Terceiro, os cálculos de risco sobre o nível de periculosidade de um paciente são complicados. Não há algoritmos puros ou respostas absolutas. Não há exames de sangue ou exames cerebrais que possam identificar uma estatística definitiva. Determinar o risco é tanto a arte clínica quanto a ciência.
Finalmente, há problemas sistêmicos mais amplos em jogo. Falta persistente de financiamento para serviços de saúde mental, a perda de recursos inestimáveis, como leitos psiquiátricos de pacientes internados e profissionais de saúde mental cada vez mais exigidos para fazer mais com menos, são todos fatores que representam ameaças adicionais à segurança de um ambiente de trabalho.

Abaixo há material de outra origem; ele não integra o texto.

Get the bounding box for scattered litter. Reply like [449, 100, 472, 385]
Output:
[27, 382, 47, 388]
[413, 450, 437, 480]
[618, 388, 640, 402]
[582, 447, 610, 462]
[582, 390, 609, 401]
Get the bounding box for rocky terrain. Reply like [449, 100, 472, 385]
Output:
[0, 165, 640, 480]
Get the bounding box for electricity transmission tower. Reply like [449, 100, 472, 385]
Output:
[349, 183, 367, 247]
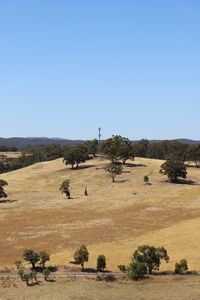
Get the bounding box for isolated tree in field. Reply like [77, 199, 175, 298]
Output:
[0, 179, 8, 198]
[188, 144, 200, 168]
[84, 186, 88, 196]
[102, 135, 134, 164]
[42, 268, 51, 281]
[97, 255, 106, 272]
[23, 249, 40, 269]
[175, 259, 188, 274]
[105, 163, 123, 182]
[127, 261, 147, 280]
[63, 144, 88, 169]
[85, 139, 99, 157]
[40, 251, 50, 269]
[74, 245, 89, 272]
[133, 245, 169, 274]
[144, 175, 149, 184]
[160, 160, 187, 183]
[60, 179, 71, 199]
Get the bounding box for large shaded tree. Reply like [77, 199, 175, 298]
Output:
[101, 135, 134, 164]
[74, 245, 89, 271]
[160, 159, 187, 183]
[133, 245, 169, 274]
[63, 144, 88, 169]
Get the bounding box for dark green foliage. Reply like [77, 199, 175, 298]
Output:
[40, 251, 50, 269]
[63, 144, 88, 169]
[102, 135, 134, 164]
[97, 255, 106, 272]
[18, 269, 38, 286]
[85, 139, 99, 157]
[175, 259, 188, 274]
[127, 261, 147, 280]
[0, 179, 8, 198]
[188, 144, 200, 168]
[117, 265, 126, 273]
[42, 268, 51, 281]
[133, 245, 169, 274]
[105, 163, 123, 182]
[160, 160, 187, 183]
[96, 273, 116, 282]
[84, 186, 88, 196]
[74, 245, 89, 271]
[23, 249, 40, 269]
[60, 179, 71, 199]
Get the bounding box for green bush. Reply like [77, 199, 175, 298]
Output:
[127, 261, 147, 280]
[175, 259, 188, 274]
[42, 268, 51, 281]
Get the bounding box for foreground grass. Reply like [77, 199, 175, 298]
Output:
[0, 277, 200, 300]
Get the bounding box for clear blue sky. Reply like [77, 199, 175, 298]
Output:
[0, 0, 200, 139]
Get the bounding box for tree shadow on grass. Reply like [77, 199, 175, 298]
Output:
[115, 179, 130, 183]
[0, 199, 17, 204]
[71, 165, 95, 171]
[125, 163, 146, 168]
[165, 179, 200, 185]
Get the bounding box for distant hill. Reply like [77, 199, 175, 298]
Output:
[0, 137, 200, 150]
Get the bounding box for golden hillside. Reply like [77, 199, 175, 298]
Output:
[0, 158, 200, 270]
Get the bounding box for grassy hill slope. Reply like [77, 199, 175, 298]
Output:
[0, 158, 200, 270]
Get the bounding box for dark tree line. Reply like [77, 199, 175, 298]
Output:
[0, 145, 18, 152]
[134, 140, 200, 167]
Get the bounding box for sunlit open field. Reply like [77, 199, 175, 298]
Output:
[0, 158, 200, 272]
[0, 277, 200, 300]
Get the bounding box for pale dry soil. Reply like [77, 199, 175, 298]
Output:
[0, 158, 200, 272]
[0, 277, 200, 300]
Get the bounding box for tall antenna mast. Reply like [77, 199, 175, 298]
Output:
[98, 127, 101, 154]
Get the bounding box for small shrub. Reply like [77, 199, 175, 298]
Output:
[127, 261, 147, 280]
[97, 255, 106, 272]
[117, 265, 126, 273]
[42, 269, 51, 281]
[15, 260, 22, 270]
[144, 175, 149, 184]
[175, 259, 188, 274]
[96, 273, 116, 282]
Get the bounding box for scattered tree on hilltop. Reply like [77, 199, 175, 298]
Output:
[175, 259, 188, 274]
[60, 179, 71, 199]
[63, 144, 88, 169]
[188, 144, 200, 168]
[127, 261, 147, 280]
[23, 249, 40, 269]
[144, 175, 149, 184]
[105, 163, 123, 182]
[97, 255, 106, 272]
[40, 251, 50, 269]
[102, 135, 134, 164]
[160, 160, 187, 183]
[0, 179, 8, 198]
[133, 245, 169, 274]
[74, 245, 89, 271]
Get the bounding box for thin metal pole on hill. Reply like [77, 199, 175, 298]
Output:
[98, 127, 101, 154]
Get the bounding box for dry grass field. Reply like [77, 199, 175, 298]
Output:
[0, 152, 22, 158]
[0, 276, 200, 300]
[0, 158, 200, 272]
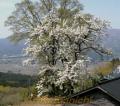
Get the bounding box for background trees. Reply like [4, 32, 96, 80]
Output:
[6, 0, 110, 96]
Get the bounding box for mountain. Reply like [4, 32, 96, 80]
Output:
[0, 29, 120, 59]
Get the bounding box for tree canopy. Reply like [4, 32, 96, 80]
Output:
[6, 0, 110, 96]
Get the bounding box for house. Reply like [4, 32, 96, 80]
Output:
[70, 77, 120, 106]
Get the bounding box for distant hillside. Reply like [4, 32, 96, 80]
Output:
[0, 39, 25, 57]
[0, 29, 120, 59]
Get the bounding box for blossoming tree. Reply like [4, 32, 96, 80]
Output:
[5, 0, 110, 96]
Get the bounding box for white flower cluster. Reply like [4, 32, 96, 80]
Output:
[25, 10, 107, 96]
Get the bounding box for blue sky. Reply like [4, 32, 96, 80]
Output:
[0, 0, 120, 38]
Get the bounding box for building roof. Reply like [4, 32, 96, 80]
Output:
[70, 77, 120, 103]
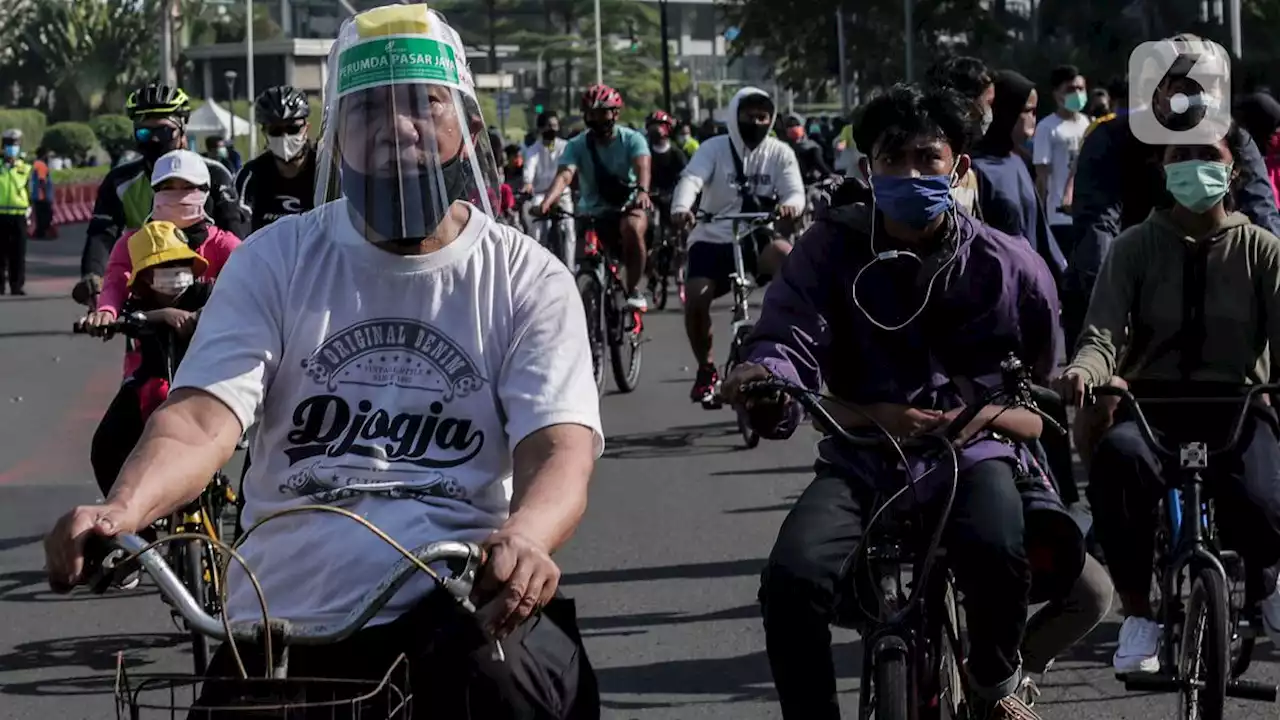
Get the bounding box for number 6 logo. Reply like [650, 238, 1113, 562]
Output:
[1129, 35, 1231, 145]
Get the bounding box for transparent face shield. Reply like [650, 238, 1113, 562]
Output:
[316, 5, 502, 245]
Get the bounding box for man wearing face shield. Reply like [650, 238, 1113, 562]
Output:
[236, 85, 316, 232]
[46, 5, 603, 720]
[1062, 35, 1280, 342]
[72, 85, 243, 307]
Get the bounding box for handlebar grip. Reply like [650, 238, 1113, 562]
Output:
[81, 533, 128, 594]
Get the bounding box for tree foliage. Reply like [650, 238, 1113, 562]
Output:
[42, 123, 97, 161]
[0, 0, 160, 119]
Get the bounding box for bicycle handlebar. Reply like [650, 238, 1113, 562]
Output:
[84, 534, 486, 644]
[1089, 383, 1280, 459]
[72, 313, 159, 337]
[742, 355, 1066, 451]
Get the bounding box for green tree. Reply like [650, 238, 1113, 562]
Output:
[90, 115, 134, 165]
[5, 0, 159, 119]
[44, 123, 97, 163]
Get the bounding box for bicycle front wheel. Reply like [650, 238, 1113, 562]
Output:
[577, 272, 608, 392]
[876, 650, 911, 720]
[1178, 568, 1231, 720]
[605, 282, 644, 392]
[180, 541, 211, 675]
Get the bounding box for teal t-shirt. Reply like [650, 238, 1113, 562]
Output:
[559, 127, 649, 215]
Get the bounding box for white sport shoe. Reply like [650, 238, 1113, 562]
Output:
[1111, 618, 1160, 674]
[1258, 573, 1280, 647]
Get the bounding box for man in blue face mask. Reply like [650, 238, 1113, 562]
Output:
[723, 85, 1084, 720]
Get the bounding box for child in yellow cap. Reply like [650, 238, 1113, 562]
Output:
[75, 220, 212, 495]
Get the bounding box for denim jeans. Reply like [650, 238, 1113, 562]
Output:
[760, 460, 1030, 720]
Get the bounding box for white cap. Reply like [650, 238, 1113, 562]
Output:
[151, 150, 210, 187]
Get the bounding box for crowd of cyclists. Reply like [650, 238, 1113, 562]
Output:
[15, 5, 1280, 720]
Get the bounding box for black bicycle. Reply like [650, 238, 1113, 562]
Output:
[543, 208, 644, 392]
[742, 356, 1065, 720]
[699, 206, 777, 450]
[84, 505, 488, 720]
[645, 197, 685, 310]
[1092, 384, 1280, 720]
[73, 313, 239, 674]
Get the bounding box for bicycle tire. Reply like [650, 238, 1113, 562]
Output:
[577, 272, 609, 393]
[1178, 566, 1231, 720]
[874, 648, 911, 720]
[724, 325, 760, 450]
[605, 282, 644, 392]
[180, 541, 211, 675]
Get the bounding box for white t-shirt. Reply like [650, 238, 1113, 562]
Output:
[174, 200, 603, 623]
[1032, 113, 1091, 225]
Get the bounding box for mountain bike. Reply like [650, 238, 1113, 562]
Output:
[73, 313, 239, 674]
[544, 208, 644, 392]
[517, 191, 576, 270]
[1091, 384, 1280, 720]
[84, 505, 488, 720]
[742, 355, 1065, 720]
[699, 206, 777, 450]
[645, 197, 685, 310]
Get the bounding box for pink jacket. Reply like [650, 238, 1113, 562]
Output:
[97, 224, 241, 315]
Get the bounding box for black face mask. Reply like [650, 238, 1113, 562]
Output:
[138, 140, 172, 168]
[342, 152, 477, 247]
[586, 120, 617, 137]
[737, 123, 769, 150]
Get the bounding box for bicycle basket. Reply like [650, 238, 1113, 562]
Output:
[115, 653, 413, 720]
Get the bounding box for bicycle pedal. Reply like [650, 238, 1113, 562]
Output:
[1226, 678, 1280, 702]
[1116, 673, 1185, 693]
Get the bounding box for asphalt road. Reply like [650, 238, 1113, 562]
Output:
[0, 227, 1280, 720]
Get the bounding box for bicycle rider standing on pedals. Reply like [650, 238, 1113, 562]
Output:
[236, 85, 316, 232]
[540, 85, 653, 313]
[724, 85, 1084, 720]
[45, 5, 603, 720]
[671, 87, 805, 402]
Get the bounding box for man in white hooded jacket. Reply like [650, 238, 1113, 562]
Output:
[671, 87, 805, 402]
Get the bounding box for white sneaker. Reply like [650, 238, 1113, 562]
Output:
[1258, 573, 1280, 647]
[1111, 618, 1160, 674]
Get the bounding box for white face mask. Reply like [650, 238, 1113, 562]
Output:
[266, 132, 307, 163]
[151, 268, 196, 295]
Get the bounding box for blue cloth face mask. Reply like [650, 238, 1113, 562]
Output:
[1165, 160, 1231, 213]
[872, 173, 955, 229]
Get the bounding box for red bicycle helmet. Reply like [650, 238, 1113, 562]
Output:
[582, 85, 622, 113]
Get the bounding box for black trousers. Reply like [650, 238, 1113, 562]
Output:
[1087, 416, 1280, 602]
[0, 215, 27, 292]
[760, 460, 1030, 720]
[188, 591, 600, 720]
[32, 200, 54, 238]
[88, 380, 146, 497]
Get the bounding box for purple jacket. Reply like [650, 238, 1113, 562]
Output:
[746, 205, 1060, 481]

Além de ser competente em como diagnosticar e tratar doenças mentais, o profissional de saúde mental de hoje precisa ter as habilidades de resistência e comunicação para advogar continuamente por um ambiente de trabalho seguro. Isso é especialmente necessário quando eles cuidam de pacientes em organizações volumosas, onde é fácil abafar a voz dos clínicos da linha de frente.
Vinte anos atrás, eu era um estudante de medicina que era atraído para se tornar um psiquiatra, mas adiado pela aura perigosa que girava em torno dessa especialidade médica única. Tive a sorte de receber a sabedoria coletiva de mentores que não se afastaram dessa difícil conversa. Eles também me lembraram do que eu tinha a perder indo embora.
As feridas da doença mental se manifestam nos comportamentos de uma pessoa que, para o olho destreinado, podem ser dissonantes, bizarros e inexplicáveis. No entanto, nós, profissionais de saúde mental, somos motivados pelo desafio de encontrar chaves para desvendar os mistérios da mente e a recompensa inerente em ajudar os pacientes a se curarem. A doença mental geralmente atinge o coração da vida, interferindo na capacidade de amar, criar e trabalhar. Ao aliviar o sofrimento dos doentes mentais, também curamos as famílias e as comunidades. A doença mental é tão estigmatizada que os sofredores enfrentam barreiras sem fim quando tentam obter ajuda. Aqueles de quem gostamos também são frequentemente marginalizados e incompreendidos pela sociedade. Defender esta população vulnerável é uma maneira digna de passar uma carreira.
Hoje, existem milhares de jovens talentosos que estão considerando uma carreira em saúde mental. A tragédia em Yountville pode dar-lhes razão para considerar outro caminho. Embora as conversas sobre os perigos de ser um profissional de saúde mental sejam difíceis, precisamos tê-las.
Todos nós temos muito a perder se não temos.